Re-enter the imperturbable Warren Woody. He saw Gil not only as a great athlete but an outstanding young man who some day just might be a valuable addition to his Equitable Life Assurance team in Chicago. Old Warren didn't buy pigs in a poke, believe me. The Woodman got busy and one day he called me to a Hotel Eldridge room he was inhabiting, gave me the phone number to U.S. Rep. Walter Mumma of Pennsylvania and said to ask him about Gil Reich. I did, and Mumma could not have been more favorable.

I never learned how Woody gained the ear of Mumma, but as they used to say in those Nazi movies when they intended to extract info, "he had his ways." The congressmen had been quite upset about the treatment of a Steelton kid he helped get to West Point and had done some investigating. Bottom-line, Mumma had gained for Reich a second appointment to West Point. Even though Gil would have had to start over from scratch, he had been accepted and could return if he chose.

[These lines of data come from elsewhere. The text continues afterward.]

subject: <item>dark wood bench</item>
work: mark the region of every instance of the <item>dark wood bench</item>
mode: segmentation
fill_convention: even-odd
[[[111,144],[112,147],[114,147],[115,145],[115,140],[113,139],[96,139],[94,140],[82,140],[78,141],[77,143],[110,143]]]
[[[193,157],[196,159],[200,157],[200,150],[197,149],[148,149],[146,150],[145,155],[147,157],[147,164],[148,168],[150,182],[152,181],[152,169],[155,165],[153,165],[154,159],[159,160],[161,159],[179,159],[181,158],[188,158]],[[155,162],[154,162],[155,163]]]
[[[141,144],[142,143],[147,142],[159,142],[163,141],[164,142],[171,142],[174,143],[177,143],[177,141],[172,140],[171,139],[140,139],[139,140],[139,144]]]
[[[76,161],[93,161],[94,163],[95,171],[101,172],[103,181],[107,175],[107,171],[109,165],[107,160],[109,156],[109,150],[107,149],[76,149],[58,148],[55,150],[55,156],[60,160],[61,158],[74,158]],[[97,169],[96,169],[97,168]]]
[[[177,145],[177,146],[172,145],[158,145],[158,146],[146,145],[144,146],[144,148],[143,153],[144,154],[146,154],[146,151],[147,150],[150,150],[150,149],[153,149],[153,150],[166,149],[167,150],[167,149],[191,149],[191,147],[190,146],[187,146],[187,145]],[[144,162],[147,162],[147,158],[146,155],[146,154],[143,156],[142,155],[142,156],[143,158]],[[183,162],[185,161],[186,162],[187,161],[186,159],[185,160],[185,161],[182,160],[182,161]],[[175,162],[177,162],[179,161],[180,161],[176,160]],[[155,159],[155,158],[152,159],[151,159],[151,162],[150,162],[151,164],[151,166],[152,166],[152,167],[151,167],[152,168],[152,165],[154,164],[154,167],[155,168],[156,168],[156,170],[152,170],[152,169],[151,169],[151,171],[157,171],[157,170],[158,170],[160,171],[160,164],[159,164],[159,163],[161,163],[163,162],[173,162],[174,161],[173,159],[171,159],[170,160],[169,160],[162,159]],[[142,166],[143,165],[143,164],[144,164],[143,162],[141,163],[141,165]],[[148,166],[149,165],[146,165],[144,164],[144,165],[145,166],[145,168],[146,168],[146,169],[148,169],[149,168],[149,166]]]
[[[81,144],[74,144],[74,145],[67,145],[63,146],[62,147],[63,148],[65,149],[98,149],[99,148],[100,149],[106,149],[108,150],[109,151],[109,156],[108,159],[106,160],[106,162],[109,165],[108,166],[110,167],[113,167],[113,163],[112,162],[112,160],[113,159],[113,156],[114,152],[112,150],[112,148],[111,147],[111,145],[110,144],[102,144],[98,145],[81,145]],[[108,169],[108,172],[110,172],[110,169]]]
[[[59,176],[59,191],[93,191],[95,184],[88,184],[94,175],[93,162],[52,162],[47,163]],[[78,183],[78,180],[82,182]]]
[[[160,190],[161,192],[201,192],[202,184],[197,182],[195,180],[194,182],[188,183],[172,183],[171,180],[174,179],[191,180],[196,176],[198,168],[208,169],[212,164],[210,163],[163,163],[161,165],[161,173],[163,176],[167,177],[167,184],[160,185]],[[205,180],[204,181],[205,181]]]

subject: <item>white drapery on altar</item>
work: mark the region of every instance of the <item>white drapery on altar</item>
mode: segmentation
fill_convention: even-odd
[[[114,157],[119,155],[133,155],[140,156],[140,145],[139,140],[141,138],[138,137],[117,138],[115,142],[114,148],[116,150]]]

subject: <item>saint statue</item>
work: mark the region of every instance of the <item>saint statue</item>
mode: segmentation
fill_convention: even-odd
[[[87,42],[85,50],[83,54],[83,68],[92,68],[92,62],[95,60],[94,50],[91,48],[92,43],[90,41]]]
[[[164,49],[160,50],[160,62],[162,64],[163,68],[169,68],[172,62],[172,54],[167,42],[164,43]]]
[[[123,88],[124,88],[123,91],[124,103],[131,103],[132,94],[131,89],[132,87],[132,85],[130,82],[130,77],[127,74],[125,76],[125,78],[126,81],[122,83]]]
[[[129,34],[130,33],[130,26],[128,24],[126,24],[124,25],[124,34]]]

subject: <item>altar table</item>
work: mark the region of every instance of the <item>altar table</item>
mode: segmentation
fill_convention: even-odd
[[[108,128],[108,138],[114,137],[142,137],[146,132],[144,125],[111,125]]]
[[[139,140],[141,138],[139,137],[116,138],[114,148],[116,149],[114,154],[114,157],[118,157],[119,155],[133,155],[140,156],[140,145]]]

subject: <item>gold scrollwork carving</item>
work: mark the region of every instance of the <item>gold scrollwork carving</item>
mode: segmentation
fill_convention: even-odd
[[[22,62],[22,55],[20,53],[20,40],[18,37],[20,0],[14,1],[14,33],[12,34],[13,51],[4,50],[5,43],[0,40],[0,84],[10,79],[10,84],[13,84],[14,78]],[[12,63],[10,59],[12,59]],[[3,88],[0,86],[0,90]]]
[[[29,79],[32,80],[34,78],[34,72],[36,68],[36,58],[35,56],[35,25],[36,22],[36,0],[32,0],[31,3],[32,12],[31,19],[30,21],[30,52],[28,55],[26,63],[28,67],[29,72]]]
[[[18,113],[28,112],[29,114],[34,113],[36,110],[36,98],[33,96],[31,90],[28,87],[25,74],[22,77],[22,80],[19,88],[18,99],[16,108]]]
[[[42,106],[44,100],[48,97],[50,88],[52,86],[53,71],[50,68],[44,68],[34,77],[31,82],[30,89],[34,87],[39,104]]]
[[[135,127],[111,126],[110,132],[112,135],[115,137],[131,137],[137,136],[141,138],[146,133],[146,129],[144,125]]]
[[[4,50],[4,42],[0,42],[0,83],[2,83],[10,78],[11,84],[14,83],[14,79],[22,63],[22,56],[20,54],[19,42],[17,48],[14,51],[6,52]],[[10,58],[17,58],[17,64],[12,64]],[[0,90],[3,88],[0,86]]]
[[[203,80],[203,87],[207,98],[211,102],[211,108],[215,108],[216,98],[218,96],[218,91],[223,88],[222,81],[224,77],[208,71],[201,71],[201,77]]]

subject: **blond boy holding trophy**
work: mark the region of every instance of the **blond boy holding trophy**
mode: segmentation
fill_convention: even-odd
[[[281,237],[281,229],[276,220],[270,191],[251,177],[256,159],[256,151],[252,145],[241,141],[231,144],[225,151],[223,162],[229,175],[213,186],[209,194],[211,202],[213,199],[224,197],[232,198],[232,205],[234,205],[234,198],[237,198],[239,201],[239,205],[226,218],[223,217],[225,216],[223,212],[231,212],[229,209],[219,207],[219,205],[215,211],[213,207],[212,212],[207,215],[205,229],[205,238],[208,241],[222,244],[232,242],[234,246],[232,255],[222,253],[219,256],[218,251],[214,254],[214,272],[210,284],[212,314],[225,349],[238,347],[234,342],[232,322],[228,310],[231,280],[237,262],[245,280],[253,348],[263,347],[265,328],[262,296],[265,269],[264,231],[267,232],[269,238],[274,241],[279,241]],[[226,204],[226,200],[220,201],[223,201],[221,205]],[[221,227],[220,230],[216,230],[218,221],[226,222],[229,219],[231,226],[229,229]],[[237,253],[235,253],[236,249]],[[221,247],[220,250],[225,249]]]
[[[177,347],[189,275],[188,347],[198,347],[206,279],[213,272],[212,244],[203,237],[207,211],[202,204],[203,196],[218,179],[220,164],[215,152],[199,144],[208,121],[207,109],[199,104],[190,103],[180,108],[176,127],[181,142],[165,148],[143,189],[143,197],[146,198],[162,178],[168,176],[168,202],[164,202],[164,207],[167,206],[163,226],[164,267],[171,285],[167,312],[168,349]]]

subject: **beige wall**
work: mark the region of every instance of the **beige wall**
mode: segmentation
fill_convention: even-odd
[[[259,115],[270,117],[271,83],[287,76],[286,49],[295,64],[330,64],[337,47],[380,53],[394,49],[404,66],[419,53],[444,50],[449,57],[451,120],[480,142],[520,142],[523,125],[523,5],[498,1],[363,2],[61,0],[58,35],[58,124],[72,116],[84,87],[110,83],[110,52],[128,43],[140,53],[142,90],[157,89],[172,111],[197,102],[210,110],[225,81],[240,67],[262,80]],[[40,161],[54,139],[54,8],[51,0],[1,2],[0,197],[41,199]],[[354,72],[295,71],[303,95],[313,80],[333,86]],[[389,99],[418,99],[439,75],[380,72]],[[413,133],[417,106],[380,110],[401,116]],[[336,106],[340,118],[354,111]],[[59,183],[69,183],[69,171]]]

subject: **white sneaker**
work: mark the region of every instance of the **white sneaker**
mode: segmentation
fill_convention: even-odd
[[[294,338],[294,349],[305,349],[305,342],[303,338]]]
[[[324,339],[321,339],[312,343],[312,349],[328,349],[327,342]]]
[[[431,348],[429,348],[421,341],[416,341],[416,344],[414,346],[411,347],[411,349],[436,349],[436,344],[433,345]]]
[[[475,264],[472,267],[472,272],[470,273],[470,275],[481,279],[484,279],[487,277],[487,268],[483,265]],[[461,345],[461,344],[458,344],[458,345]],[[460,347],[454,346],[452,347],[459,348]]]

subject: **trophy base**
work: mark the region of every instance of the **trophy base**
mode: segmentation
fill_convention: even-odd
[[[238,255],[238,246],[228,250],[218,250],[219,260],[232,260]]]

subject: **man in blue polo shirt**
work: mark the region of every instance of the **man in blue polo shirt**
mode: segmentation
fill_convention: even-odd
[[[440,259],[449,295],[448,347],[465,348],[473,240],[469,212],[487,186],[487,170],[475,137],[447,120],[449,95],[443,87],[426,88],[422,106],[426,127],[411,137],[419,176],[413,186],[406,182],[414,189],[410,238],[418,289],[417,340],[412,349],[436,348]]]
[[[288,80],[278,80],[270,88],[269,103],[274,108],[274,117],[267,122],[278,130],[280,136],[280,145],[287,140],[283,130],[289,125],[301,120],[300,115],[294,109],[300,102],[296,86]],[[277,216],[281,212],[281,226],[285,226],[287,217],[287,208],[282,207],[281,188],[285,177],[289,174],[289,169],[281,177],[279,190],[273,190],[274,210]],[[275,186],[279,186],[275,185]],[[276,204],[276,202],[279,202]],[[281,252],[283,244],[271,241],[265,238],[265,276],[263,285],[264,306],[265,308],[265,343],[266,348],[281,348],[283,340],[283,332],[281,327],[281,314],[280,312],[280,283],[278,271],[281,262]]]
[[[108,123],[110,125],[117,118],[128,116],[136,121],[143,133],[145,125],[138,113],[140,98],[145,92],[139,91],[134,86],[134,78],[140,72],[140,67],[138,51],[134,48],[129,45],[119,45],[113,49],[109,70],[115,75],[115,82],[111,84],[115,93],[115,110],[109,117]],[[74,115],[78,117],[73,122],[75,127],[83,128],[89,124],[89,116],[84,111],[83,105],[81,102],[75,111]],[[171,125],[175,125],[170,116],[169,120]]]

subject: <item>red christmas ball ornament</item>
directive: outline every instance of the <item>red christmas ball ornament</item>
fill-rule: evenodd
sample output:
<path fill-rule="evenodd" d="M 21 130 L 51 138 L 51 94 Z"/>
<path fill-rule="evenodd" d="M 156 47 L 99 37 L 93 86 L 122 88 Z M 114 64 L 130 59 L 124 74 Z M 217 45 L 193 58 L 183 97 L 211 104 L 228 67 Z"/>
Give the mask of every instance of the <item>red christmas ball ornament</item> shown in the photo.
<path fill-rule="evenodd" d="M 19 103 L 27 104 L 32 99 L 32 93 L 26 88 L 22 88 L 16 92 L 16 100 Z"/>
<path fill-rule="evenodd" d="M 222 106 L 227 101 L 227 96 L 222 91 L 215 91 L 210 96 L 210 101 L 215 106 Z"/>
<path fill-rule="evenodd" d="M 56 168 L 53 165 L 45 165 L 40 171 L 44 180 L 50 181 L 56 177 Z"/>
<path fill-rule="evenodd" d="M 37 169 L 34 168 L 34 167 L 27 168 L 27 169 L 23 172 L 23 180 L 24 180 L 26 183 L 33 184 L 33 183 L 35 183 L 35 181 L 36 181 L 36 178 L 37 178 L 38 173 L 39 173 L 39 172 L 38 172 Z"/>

Helluva story, so I wrote it for the next Journal-World, totally unaware that chancellor Murphy had ruled out Reich as a Jayhawk jock (I rather think Woody knew, however). Apparently the chancellor read the yarn about the West Point reinstatement and forthwith declared Gil could do what any other kid on campus did, including play football and basketball.

So the Jayhawks had a great football player on a fantastic team (7-3) which today would be in a bowl game. Then Gil and the late Dean Kelley gave the '53 basketball team as fine a pair of guards as ever graced a college arena. The bad news was that KU halfback Charlie Hoag was All-America bound when he suffered a career-ending knee injury at Kansas State. Gil, who also could play left halfback well, suffered a broken finger he had to keep taped and splinted throughout the basketball season.

Hoag was a key reserve on KU's 1952 NCAA basketball title team, then blossomed brilliantly at the Helsinki Olympics. He was lost for the final three football games and all the basketball season. If superquick Charlie had been able to combine with B.H. Born, Al Kelley, Harold Patterson, Dean Kelley and Reich, KU would have won a second straight national championship. Trust me on this.

Reich was also president of his KU Phi Gamma Delta fraternity, served as an Air Force officer, went with Equitable and became a top-level leader who was the engineer of the firm's retirement program. He earned an engineering degree, by the way. Now living in Savannah where he golfs a lot, he's time and again served KU in vital ways and with Kay has given vast quantities of money.

Thank heaven for Warren Woody, Rep. Mumma and a chancellor sensible enough to change his mind. The Army may have lost a general but the Jayhawks gained a bona fide gem.